Zheng Bo, Pteridophilia 2, 2018, 4K video, color, sound, 20 minutes 30 seconds. From the Taipei Biennial.

Zheng Bo, Pteridophilia 2, 2018, 4K video, color, sound, 20 minutes 30 seconds. From the Taipei Biennial.

Taipei Biennial 2018

Curators Francesco Manacorda and Mali Wu titled this year’s Taipei Biennial “Post-Nature—A Museum as an Ecosystem.” The theme was not exactly a startling choice, given that the Anthropocene is the art world’s issue du jour—though locally it feels like less of a cliché, as environmental activism played a key role in Taiwan’s democratization process in the 1980s and ’90s. Up until 1987, when the country was under martial law, criticizing the government directly was impossible. Staging pro-environmental demonstrations, however, was a subtle way for citizens to protest the dictates of the ruling elite. Green thinking has endured there to this day, arguably playing a more mainstream role in society than elsewhere in East Asia—which does not mean that Taiwan’s Edenic natural environs are unendangered. New conflicts between corporate interests, with their murderous disregard for environmental concerns, and an increasingly divided public continue to emerge. Such clashes are what make this beautiful country such an intriguing place—the perfect place, perhaps, from which to reflect on what’s going on not just locally and in East Asia but in the macroworld. This is the direction we’re all headed, like it or not.

Unsurprisingly, given the show’s theme, a documentary approach reigned supreme throughout the exhibition. One of the most interesting rooms was filled with screens playing Taiwanese public—television documentaries from the past thirty-some years, all devoted to different domestic environmental topics; these allowed locals and visitors alike to attain a deeper understanding of the history of environmental activism in Taiwan. Elsewhere in the exhibition, pages from the diary of a Taiwanese farmer, Lu Ji-Ying (1916–2004), illustrated the evolution of the nation’s agricultural policy between 1933 and 2004.

The artists included in the biennial found an array of poetic means by which to explore their ecological concerns, but the strongest and most memorable works were video installations. Martha Atienza’s mesmerizing Our Islands 11°16’58.4”N 123°45’07.0”E , 2017, staged an underwater version of a parade that takes place each January on Bantayan Island in the Philippines. Commemorating Santo Niño (Jesus Child), that annual procession serves as a sort of spiritual exorcism for the participants, who develop outrageous costumes and characters to portray and critique social ills. To stage this undersea version, Atienza collaborated with some of these same participants, many of whom are divers. The result is a surreal portrait of the Philippine media’s various contemporary fixations: gun-toting police running down a man with a DRUG LORD sign; survivors of Super Typhoon Yolanda; and emigrating female workers bearing suitcases (the Philippines has one of the highest populations of emigrant workers in the world, many of them middle-aged women).

In Khvay Samnang’s three-channel Rubber Man, 2014–15, the artist poured buckets of liquid white rubber over his body in the forests of his native Cambodia, where recently established rubber plantations have ravaged some 750, 000 acres of land. Zheng Bo’s plant-fucking extravaganza Pteridophilia 1–3, 2016–18 was also shown. I’m not sure whether it fit the theme of “post-nature” since it so clearly posited what might be better deemed a preter-nature, but, in any case, watching naked hot young guys figuring out new ways to get it on with forest flora at least aroused a tremendous sense of hope for all species!

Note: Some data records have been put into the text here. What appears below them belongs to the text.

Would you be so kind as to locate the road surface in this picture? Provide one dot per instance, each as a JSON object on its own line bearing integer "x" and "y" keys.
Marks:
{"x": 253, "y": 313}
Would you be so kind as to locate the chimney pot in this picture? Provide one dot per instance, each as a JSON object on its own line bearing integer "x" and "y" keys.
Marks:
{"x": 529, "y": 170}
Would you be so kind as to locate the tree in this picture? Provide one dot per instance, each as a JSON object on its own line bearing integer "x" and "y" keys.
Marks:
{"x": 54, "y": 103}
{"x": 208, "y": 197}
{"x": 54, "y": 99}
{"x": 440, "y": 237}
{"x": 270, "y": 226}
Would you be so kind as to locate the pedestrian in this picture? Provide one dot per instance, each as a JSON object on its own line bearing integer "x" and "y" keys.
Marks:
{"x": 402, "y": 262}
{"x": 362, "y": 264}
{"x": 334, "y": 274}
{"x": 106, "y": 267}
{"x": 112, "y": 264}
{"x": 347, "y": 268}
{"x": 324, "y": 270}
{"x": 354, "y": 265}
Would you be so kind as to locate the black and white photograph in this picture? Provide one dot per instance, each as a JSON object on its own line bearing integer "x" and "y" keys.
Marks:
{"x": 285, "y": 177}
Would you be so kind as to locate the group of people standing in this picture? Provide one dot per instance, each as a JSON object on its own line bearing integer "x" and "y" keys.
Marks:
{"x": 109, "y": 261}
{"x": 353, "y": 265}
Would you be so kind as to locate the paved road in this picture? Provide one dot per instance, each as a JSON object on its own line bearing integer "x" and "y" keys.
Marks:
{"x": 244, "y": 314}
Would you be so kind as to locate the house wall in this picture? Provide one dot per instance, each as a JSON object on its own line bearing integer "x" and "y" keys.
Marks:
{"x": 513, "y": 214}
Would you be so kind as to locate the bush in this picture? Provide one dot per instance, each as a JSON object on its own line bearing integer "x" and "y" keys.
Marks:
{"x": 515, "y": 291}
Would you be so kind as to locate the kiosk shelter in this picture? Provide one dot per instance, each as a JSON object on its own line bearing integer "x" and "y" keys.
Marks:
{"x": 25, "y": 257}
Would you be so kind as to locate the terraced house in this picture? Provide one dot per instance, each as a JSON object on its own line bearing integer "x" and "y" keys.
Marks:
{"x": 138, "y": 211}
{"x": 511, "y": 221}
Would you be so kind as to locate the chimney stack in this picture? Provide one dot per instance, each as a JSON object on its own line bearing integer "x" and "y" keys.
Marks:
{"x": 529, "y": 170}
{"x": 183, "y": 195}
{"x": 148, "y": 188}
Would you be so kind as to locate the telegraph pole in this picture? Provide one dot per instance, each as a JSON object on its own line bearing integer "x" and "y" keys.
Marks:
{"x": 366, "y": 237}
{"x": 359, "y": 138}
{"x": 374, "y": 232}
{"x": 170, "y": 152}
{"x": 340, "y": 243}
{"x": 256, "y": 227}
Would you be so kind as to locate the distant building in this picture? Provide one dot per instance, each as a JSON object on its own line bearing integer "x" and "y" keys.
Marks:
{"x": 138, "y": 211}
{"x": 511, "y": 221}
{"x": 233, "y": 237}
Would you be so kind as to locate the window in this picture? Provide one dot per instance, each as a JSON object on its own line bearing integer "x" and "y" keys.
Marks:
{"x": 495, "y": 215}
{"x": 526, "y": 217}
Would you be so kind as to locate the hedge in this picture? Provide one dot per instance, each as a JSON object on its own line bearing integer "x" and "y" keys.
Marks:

As it is elsewhere in the world, this is a volatile period in Taiwan’s political history. Though a recent referendum on the issue of same-sex marriage recently drew international attention, key ecological issues were also put to the vote. One alarming outcome was a decision to reopen several nuclear power plants on the island nation, a site of frequent earthquakes and typhoons. This year’s Taipei Biennial suggested that now would be a most urgent time to reconsider these issues—before time has run out for good.